他奉班幹部的命來通知我,今天是最後一堂外國文學欣賞課,曾先生希望全班同學到齊。我的論文還沒設計完,不敢放肆。另一方面,也想嚐嚐最後一課的滋味。吃了兩個甜酒雞蛋,我冒着細雨往學校跑。
教室裡仍是老樣子。培根照例死死盯着對面牆壁的喬治·桑,曾先生趴在講桌上,鼻樑骨灰灰聳着。他面前的幾排座位一個學生也沒坐。黑板上殘留有昨日的功課。好像是關於“山藥蛋派”和修正主義問題的。有人用線條大咧咧地劃過。不太看得清楚。黑板右下角,歪寫着朱湘的名字。那“朱”字的最後兩筆拉得瘦長瘦長。隱隱作跳水狀。我有些坐不住了。
先頭在辦公樓門口,見學校的桂冠詩人企鵝般踩着清鮮的花草,頗就不自在。靠傷害取得名譽是卑鄙的。在我看來,還不如守在我的獨院,就算不依依眉眉讀日語,單是等着邵美在畫畫的間隙裡亂吹羅素對紳士的定義是所謂紳士,就是他有一位年收入超過一千英鎊的祖父也比這有趣。

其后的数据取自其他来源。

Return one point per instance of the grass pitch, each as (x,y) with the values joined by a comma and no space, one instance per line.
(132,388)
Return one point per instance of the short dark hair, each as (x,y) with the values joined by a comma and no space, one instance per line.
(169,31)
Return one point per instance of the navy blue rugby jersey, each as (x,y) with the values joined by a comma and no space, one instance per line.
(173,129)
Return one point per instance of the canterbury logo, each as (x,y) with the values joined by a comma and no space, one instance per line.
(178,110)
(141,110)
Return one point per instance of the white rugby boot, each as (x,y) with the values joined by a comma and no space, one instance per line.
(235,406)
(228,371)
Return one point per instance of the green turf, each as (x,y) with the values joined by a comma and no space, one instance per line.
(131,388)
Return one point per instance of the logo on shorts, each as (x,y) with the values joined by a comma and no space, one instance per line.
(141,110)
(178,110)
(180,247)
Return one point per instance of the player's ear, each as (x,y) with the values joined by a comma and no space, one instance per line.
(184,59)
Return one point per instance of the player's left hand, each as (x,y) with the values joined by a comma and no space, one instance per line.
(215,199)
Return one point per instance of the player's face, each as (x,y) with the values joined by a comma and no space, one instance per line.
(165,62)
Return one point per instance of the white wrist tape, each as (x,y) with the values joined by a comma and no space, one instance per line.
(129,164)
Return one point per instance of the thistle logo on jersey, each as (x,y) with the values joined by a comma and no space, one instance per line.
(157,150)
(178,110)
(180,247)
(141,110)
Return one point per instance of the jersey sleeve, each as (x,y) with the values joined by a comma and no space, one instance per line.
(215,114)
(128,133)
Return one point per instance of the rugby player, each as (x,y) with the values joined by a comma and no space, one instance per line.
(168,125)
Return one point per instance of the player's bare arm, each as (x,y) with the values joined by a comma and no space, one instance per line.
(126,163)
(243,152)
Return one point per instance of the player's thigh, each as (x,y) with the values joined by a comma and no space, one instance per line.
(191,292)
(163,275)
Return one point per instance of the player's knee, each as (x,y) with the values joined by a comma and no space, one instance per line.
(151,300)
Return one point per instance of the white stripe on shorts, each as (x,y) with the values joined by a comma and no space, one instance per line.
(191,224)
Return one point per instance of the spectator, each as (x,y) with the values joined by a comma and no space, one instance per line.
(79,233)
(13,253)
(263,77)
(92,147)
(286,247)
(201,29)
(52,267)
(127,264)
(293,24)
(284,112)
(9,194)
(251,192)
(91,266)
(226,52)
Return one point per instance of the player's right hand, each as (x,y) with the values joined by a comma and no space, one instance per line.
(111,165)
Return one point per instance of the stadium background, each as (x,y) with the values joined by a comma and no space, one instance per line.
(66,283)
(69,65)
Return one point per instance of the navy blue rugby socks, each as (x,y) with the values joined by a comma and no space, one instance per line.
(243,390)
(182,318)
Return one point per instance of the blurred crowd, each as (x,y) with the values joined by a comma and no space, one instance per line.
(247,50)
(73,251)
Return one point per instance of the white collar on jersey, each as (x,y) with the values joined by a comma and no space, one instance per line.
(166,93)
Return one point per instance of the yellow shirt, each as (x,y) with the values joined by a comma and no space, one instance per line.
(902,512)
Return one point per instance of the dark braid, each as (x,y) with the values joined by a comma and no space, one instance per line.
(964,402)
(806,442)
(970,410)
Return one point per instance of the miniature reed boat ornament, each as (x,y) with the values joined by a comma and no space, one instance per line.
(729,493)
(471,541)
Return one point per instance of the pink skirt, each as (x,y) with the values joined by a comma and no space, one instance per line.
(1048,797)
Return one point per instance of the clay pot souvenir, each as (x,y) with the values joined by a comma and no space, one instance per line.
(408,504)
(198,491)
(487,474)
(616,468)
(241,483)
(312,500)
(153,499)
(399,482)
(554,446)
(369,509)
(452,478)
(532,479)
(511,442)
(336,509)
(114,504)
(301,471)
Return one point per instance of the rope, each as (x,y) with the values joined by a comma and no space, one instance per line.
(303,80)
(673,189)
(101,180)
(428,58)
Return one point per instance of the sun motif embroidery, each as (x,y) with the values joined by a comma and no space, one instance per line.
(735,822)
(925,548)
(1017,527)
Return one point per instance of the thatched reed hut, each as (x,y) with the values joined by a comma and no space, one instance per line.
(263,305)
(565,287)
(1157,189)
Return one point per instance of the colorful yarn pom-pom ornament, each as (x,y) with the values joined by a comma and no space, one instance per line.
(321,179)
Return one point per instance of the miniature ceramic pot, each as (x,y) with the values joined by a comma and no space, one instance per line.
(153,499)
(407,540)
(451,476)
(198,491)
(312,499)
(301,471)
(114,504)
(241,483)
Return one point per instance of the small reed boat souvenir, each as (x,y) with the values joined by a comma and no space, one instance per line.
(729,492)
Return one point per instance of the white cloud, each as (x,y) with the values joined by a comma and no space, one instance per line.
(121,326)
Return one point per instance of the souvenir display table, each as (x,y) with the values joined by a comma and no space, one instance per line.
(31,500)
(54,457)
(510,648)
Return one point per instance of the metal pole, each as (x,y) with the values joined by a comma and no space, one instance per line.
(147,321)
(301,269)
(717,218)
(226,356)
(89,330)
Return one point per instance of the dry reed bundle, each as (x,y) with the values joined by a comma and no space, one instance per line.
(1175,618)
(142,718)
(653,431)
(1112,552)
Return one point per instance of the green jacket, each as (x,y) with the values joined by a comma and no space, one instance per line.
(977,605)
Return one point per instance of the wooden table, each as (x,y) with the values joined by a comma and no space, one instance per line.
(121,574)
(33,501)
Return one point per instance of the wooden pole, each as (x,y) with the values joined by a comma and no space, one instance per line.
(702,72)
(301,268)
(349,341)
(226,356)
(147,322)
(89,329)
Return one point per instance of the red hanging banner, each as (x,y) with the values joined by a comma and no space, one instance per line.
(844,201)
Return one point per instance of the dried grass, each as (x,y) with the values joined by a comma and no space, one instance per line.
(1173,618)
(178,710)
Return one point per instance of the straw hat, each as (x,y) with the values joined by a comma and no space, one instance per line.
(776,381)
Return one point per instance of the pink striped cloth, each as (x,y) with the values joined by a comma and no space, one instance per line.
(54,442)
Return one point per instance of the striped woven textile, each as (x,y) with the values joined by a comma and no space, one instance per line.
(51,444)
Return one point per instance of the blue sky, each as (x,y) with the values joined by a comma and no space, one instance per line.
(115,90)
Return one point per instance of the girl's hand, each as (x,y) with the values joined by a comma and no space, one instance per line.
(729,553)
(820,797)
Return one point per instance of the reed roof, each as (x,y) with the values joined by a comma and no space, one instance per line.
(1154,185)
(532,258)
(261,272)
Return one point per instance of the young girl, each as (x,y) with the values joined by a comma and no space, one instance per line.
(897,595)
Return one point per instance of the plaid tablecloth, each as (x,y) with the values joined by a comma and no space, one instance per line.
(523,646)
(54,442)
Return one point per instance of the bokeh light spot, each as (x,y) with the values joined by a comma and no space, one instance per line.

羅素是邵美繪畫圈子以外最認同的西方第一人。他說羅素雖然是一個絕對主義者,雖然有輝格黨望族的背景,但他四歲就失去雙親,從小在祖父身邊長大,不由他不有乖張放浪的性格。她笑着說當羅素晚年被指控爲反美時,他瀟灑地回答“我的妻子們有一半是美國人,你想我怎麼反美?”真酷。
不時有遲到的同學推門進來。先生的課接二連三被打斷。林培掛着笑吊兒郎當站在門邊的時候,先生終究發脾氣了。他摘下老眼鏡,嘴巴微張着,顯然震驚於林培聒不知恥地說什麼“美好的東西一般都有遲來的習性。”
我煩躁不安地眺望窗外,記憶將我泡在和邵美那短暫的一刻……
“好嘛雨桓,你根本沒聽我說話。”邵美大叫,猛推我。
“聽的聽的。你是說羅素十五歲就用希臘文介紹脣膏用法。”我半醒半睡。
“不是。嗯,纔不是。就你會敷衍。”邵美埋怨。
“快天亮了,你要我陪你練香功?”我癡癡地問。
“不是呀不是。”邵美又喊又叫。聲波揭開眼皮,我看見,微光透過窗簾,鏡框邊,低垂着張思穎曾送的那隻黃玫瑰。
“你讓我帶零錢吃早餐?”我越來越沒把握。
邵美完全絕望了。咬緊下脣,盯着《最後的審判》一動不動。我睡意全無。
“哦,你是說中午去市區買顏料,像昨天一樣。”觀言察色的絕技一拿出,我恍然。
“雨桓,我是在說‘我愛你’!”邵美扭水索腰伏在我胸口,“這可是親口第一次對你說,卻讓你糟蹋了。”
沒激動,沒難過,只覺得癢酥酥的。
……
先生哽咽着這是我們的最後一課,也是他教書生涯的最後一課……教室裡還有五個位置空着,我上句不接下句地記着筆記。